Adjuvant radiotherapy (ART) after prostatectomy resulted in lower rates of biochemical recurrence, distant metastases, and death compared with surveillance followed by early-salvage radiotherapy (ESRT) in patients with high-risk prostate cancer, according to a new study.
“Patients with adverse pathological features, such as positive surgical margins, extraprostatic extension, and seminal vesicle invasion, have a 40% to 70% risk of biochemical recurrence” after radical prostatectomy, wrote study authors led by William L. Hwang, MD, PhD, of Massachusetts General Hospital in Boston. Despite recommendations for the use of ART in these patients, its use is under 10% and declining, likely because of concerns regarding overtreatment. ESRT is often used instead-after monitoring for biochemical recurrence-but no data comparing the approaches were previously available.

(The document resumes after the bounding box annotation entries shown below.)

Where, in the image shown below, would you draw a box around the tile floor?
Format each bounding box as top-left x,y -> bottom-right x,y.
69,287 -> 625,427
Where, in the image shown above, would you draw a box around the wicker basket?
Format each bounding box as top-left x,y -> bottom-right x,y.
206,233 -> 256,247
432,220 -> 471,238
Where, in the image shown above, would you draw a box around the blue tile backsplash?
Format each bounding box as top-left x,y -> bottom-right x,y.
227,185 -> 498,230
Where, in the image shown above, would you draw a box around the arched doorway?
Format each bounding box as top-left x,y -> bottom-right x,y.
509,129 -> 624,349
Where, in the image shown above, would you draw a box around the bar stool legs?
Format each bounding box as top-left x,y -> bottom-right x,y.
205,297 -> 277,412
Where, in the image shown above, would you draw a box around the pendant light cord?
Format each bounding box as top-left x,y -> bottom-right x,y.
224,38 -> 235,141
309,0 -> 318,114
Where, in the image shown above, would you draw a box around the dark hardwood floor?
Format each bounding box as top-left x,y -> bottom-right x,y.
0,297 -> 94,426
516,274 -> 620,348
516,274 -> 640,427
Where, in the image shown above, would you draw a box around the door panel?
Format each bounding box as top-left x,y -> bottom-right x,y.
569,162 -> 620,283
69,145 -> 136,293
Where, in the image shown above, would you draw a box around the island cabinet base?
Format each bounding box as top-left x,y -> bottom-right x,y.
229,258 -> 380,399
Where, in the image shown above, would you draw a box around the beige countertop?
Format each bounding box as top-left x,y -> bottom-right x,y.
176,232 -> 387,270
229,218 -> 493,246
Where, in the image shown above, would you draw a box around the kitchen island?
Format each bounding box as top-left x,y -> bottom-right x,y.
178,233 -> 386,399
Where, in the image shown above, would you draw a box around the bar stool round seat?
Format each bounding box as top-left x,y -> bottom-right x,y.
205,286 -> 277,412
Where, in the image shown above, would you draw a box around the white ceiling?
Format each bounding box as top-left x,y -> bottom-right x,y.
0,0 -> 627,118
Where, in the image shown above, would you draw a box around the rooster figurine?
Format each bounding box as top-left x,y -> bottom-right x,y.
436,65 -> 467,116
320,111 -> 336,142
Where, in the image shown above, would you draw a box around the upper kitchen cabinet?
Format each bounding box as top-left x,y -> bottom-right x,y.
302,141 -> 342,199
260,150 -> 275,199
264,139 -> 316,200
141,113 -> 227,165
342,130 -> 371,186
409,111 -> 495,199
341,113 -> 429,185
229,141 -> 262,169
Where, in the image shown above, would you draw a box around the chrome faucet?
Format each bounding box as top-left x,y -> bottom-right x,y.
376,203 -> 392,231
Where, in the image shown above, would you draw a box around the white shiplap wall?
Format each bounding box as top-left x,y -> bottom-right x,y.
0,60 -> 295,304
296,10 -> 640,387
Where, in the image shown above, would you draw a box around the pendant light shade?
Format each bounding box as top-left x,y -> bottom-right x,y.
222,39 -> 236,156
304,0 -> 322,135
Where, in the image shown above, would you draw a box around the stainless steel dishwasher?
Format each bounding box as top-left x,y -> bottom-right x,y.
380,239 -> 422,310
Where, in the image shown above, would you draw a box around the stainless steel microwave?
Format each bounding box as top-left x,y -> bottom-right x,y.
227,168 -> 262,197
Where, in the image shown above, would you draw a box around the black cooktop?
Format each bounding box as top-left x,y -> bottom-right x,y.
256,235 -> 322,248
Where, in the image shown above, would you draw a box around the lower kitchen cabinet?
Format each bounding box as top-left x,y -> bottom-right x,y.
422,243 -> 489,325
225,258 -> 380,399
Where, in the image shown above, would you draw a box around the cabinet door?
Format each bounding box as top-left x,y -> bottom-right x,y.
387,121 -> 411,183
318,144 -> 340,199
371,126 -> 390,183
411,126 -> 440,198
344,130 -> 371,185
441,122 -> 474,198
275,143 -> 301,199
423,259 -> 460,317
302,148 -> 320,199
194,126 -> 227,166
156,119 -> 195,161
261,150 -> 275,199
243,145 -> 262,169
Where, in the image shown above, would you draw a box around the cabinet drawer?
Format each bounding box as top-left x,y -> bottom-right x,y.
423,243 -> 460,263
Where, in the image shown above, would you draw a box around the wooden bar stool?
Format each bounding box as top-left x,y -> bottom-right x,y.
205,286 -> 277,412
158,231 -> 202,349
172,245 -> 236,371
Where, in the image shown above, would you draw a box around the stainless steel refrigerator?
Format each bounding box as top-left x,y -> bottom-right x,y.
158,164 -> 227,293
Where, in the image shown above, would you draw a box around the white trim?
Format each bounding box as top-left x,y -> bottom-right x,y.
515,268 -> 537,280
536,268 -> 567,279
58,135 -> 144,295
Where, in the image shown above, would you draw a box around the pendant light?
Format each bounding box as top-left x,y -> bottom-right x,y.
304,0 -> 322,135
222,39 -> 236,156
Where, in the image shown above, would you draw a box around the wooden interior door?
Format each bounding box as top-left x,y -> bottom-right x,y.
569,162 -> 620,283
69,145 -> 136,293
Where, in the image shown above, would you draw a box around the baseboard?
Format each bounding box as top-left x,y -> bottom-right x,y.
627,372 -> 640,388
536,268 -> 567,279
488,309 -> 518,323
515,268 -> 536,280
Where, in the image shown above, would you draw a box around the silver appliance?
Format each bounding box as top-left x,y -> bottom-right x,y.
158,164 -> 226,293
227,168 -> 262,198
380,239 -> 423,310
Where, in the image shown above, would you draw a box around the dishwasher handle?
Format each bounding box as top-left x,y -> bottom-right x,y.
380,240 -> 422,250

The new study included 1,566 patients with high-risk prostate cancer who underwent prostatectomy and were then treated with either ART (371 patients) or ESRT (1,195 patients). The median age was 60 years, and patients were followed for a median of 58.4 months in the ART group and 55.9 months in the ESRT group (P = .08). The results were published online ahead of print in JAMA Oncology.
The ESRT group had a lower pathological T stage, lower Gleason score, lower rate of positive margins, less use of intensity modulated RT, and greater use of postoperative androgen deprivation therapy compared to the ART group.
The researchers examined outcomes in a group of 366 propensity-matched pairs of patients. In this cohort, as expected, the ART group had a shorter median time from surgery to RT (4.5 months vs 14.1 months; P < .001). The freedom from biochemical failure rate was better with ART, with 61 events compared with 140 events with ESRT (P < .001). The same was true for freedom from distant metastases, with 14 and 28 events in the two groups, respectively (P = .03), and for overall survival, with 20 and 35 events, respectively (P = .01). There were six prostate cancer–specific deaths with ESRT and only one with ART, but the low number of events made statistical analysis of this outcome impossible.
The 12-year freedom from biochemical recurrence rate was 69% with ART and 43% with ESRT. For freedom from distant metastases, those rates were 95% and 85%, respectively, and for overall survival the rates were 91% and 79%, respectively. A multivariate model found that ART was significantly associated with lower biochemical failure compared with ESRT, with a subhazard ratio of 0.34 (95% CI, 0.24–0.48; P < .001). Pathological T stage, surgical Gleason score, nodal radiotherapy, and postoperative ADT were also significantly associated with biochemical failure.
“Our findings suggest that a greater proportion of [high-risk patients] may benefit from ART, especially those for whom the estimated risk of post-prostectomy recurrence is greater than 50%,” the authors wrote. “Pending prospective validation, contemporary practice patterns regarding postoperative RT should be revisited.”